A worker who is being actively organized is likely to search for several different types of information:

  • Details about the campaign, including news updates, talking points, and background information (e.g., the date of the contract vote, or the proposed text of the contract)
  • Background information on the union organizing the campaign – i.e., what the union’s history is, how it operates, where its key strengths lie, what membership means etc.
  • Information about unionization in general – what a union is, how the organizing/contracting process works, what kinds of rights union members have, etc.

If all of this information is on the web, it’s likely to be distributed in a number of different places. Ideally, every organizing or contracting campaign will have its own website, which pulls together as much of this information as possible (or makes it easy for workers to find the information.)

Moreover, every local and international union should have a website which provides high-quality, easy-to-understand, and easy-to-find background information targeted at workers who are being organized.

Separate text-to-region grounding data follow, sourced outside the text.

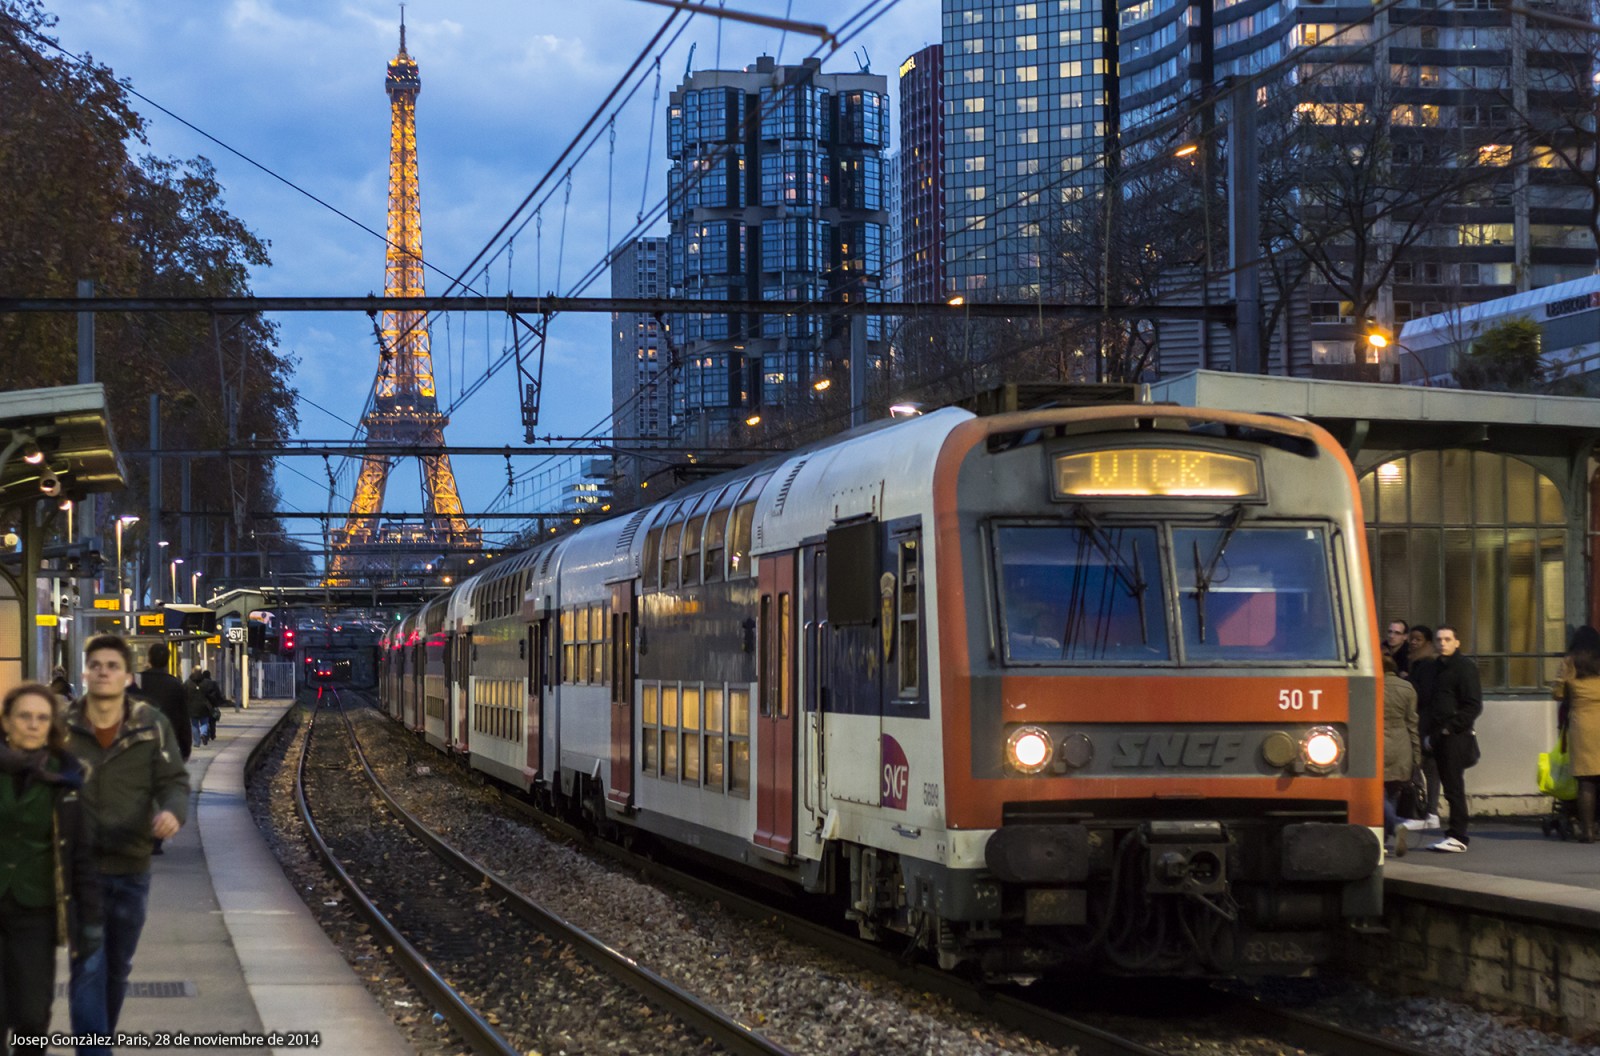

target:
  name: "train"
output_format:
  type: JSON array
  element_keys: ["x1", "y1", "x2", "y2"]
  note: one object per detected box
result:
[{"x1": 377, "y1": 402, "x2": 1385, "y2": 979}]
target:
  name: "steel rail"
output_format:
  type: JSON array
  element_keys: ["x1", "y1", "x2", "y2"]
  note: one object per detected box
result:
[
  {"x1": 334, "y1": 701, "x2": 797, "y2": 1056},
  {"x1": 292, "y1": 705, "x2": 521, "y2": 1056},
  {"x1": 1207, "y1": 992, "x2": 1443, "y2": 1056},
  {"x1": 493, "y1": 789, "x2": 1435, "y2": 1056},
  {"x1": 488, "y1": 792, "x2": 1174, "y2": 1056}
]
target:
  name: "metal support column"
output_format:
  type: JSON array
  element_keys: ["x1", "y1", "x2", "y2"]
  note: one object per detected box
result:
[
  {"x1": 849, "y1": 313, "x2": 867, "y2": 429},
  {"x1": 1227, "y1": 82, "x2": 1263, "y2": 374},
  {"x1": 148, "y1": 394, "x2": 162, "y2": 604}
]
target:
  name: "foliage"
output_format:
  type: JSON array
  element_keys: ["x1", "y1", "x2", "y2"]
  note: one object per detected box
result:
[
  {"x1": 1453, "y1": 317, "x2": 1547, "y2": 392},
  {"x1": 0, "y1": 1, "x2": 307, "y2": 580}
]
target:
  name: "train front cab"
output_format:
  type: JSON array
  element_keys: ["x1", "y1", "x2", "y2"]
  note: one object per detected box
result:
[{"x1": 919, "y1": 407, "x2": 1385, "y2": 977}]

Labor federations, working together with union-friendly website companies like Prometheus Labor, might be able to organize large-scale purchases of web development services to make high-quality websites available to campaigns and locals at affordable rates.

Websites can do much more than simply push information into the hands of workers, of course. The web is an excellent way to entice people to take online action, or to provide people with the tools they need to take offline action.

Progressives have already learned this lesson and have used it to strengthen, immeasurably, the campaigns of our own candidates.

In any union campaign, there’s likely to be a reasonably big contingent of workers who are sympathetic to the union. Unions are well-served by tapping into this sympathy and activating workers to take action to support the campaign, for a number of reasons – because it’s a way to get necessary work accomplished; because it allows workers to take true ownership of the campaign, and of the union; because it firms up the worker’s resolve to see the campaign through to success. Good union organizers know this lesson well, and will try to weave workers’ volunteer efforts into the campaign, as much as possible.

With a little bit of creativity, it’s easy to imagine how the web can help entice workers to take action. It can be used to recruit workers to do a number of necessary tasks: make house calls on other workers; attend a meeting, rally, or other event; help organize an event; research the company, in order to find potential weaknesses; volunteer a personal story, for use in the press; help the campaign of an endorsed politician; contact a public official to ask him or her to support the union’s campaign; contribute to a strike fund; and even participate in an action or join an organizing committee. Moreover, a website can offer workers a chance to sound off on the campaign, letting workers post diaries or comments on blog posts to provide feedback on the campaign.

The technology for making these kinds of “asks” is readily available; a union need only find a good opportunity to use the technology, and deploy it as appropriate. I’ve poked around a few campaign websites and, unfortunately, many of them seem to be barren of this kind of interactivity. That’s a real shame, because unions are missing a chance to activate workers.

Many campaigns focus on organizing workers who are unlikely to use the Internet, and in these cases, it’s understandable that a union would not bother to develop a website dedicated to the campaign. Indeed, I’d much rather see a campaign which successfully organizes workers who don’t have the means to use the Internet, than a campaign with a shiny new website. At the same time, it’s important to realize that many workers do use the Internet, or have children or friends who do; unions ignore these workers at their peril. Workers who are actively being organized are highly motivated to seek out information about a union campaign. If they have access to the Internet – even indirectly, through their children or friends – they are likely to seek out information online. Whole segments of the union-busting industry are organized around this open secret – firms like Projections, Inc. provide employers with services for developing anti-union websites, as part of the union-busting arsenal.

Unions must do more to communicate with workers online.

Unions must provide workers with high-quality, easy-to-understand, relevant information, to encourage them to support organizing and contracting campaigns. Moreover, unions should do more to entice workers to support a campaign. They can provide their supporters with the tools they need to be effective union activists. Online communication is a key component to successful organizing in the face of increasingly strident corporate union-busting efforts.